Location
- Strada Episcop Roman Ciorogariu, Nr. 18 Oradea, Bihor County Romania
- Coordinates: 47°03′40″N 21°55′51″E﻿ / ﻿47.0610°N 21.9309°E

Information
- Type: Public
- Established: December 2, 1699; 326 years ago
- Principal: Livia Cătălina Muntean
- Grades: first to twelfth grade
- Enrollment: c. 1600
- Website: eminescuoradea.ro

= Mihai Eminescu National College (Oradea) =

Mihai Eminescu National College (Colegiul Național "Mihai Eminescu" Oradea) is a high school located at 18 Episcop Roman Ciorogariu Street, Oradea, Bihor County, Romania. It is named after Mihai Eminescu, the national poet, and is one of the most prestigious schools in Bihor County.

==History==
The school was founded as an institution on 2 December 1699. From 1717 the institution worked as a Jesuit school, and from 1874 as a archigymnasium with the language of Latin teaching, gardianshiped by the Order of Canons Premonstratens. At this archigymnasium (in German Obergymnasium) was also the first Chair of Romanian language in Oradea, which was held by teachers: Alexandru Roman, Dionisie Grasscuţiu and Constantin Pavel.

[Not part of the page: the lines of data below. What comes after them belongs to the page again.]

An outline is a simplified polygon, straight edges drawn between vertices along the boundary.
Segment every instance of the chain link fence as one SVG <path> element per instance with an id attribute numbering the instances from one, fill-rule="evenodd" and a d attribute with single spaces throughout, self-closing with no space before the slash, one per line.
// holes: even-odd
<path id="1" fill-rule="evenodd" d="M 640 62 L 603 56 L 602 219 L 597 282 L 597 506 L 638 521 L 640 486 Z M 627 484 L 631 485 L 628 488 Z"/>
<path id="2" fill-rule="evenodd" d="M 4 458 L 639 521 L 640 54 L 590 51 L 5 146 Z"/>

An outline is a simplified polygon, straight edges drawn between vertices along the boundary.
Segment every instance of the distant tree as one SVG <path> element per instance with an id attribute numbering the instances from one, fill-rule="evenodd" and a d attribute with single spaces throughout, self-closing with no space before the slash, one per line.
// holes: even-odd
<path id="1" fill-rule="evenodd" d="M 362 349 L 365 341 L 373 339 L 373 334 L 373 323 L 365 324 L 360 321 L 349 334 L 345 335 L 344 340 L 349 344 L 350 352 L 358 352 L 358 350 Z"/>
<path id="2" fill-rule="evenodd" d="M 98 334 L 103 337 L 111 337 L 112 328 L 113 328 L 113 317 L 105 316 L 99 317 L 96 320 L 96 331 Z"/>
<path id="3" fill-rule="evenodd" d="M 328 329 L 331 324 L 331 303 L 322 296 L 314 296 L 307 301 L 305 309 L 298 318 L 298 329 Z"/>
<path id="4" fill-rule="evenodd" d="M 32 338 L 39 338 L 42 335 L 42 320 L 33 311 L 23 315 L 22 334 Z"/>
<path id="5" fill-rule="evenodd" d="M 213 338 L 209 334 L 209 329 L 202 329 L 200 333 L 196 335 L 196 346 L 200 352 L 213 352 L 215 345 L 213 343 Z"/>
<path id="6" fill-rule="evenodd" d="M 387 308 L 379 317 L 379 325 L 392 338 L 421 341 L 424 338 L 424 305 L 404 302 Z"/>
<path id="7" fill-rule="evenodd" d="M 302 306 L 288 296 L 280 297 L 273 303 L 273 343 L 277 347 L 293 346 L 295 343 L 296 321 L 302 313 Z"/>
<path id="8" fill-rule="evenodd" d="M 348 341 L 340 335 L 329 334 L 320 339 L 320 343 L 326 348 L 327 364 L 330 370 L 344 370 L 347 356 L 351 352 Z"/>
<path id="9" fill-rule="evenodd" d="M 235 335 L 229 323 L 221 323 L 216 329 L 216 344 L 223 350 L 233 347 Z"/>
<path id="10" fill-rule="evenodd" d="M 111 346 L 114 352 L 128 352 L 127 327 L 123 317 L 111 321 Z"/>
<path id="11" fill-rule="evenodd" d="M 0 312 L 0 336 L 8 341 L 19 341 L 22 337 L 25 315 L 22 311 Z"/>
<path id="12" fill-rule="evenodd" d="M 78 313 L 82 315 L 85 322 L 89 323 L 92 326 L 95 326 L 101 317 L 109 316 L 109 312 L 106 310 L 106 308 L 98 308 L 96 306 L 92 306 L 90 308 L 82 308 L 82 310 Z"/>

Another brilliant professor of the Oradea Archgymnasium was Károly Irén József, who established the telegraphic connection between Oradea and Sânmartin inside the school building. He also brought in Oradea the first Röntgen apparatus and contributed to the project elaboration for the tram line into the city. In the location of this school, functioned for a while the Academy of Law, which enjoyed the presence of famous names among its teachers: Iosif Vulcan, Emanuil Gojdu, Aurel Lazăr, and others. In the interwar period, functioned the Romanian-Hungarian Commercial High School also until 1924 the Faculty of Law. In 1959, through the unification of the Hungarian Classic Mixed High School with "Oltea Doamna" Romanian High School for Girls, was founded the High School of Philology and History which in 1990 it has become the "Mihai Eminescu" Theoretical High School. Since the school year 1999-2000, the school has been named "Mihai Eminescu" National College, a name that, even better, marks the status of a representative school in Bihor County. Throughout the years, the school has been visited by outstanding cultural personalities such as Mircea Zaciu, Augustin Buzura, Eugen Simion, Eugen Uricaru, Ana Blandiana, Nicolae Manolescu. The College also received the visit of Takayuki Ando, Minister of Education, Science and Culture of Japan.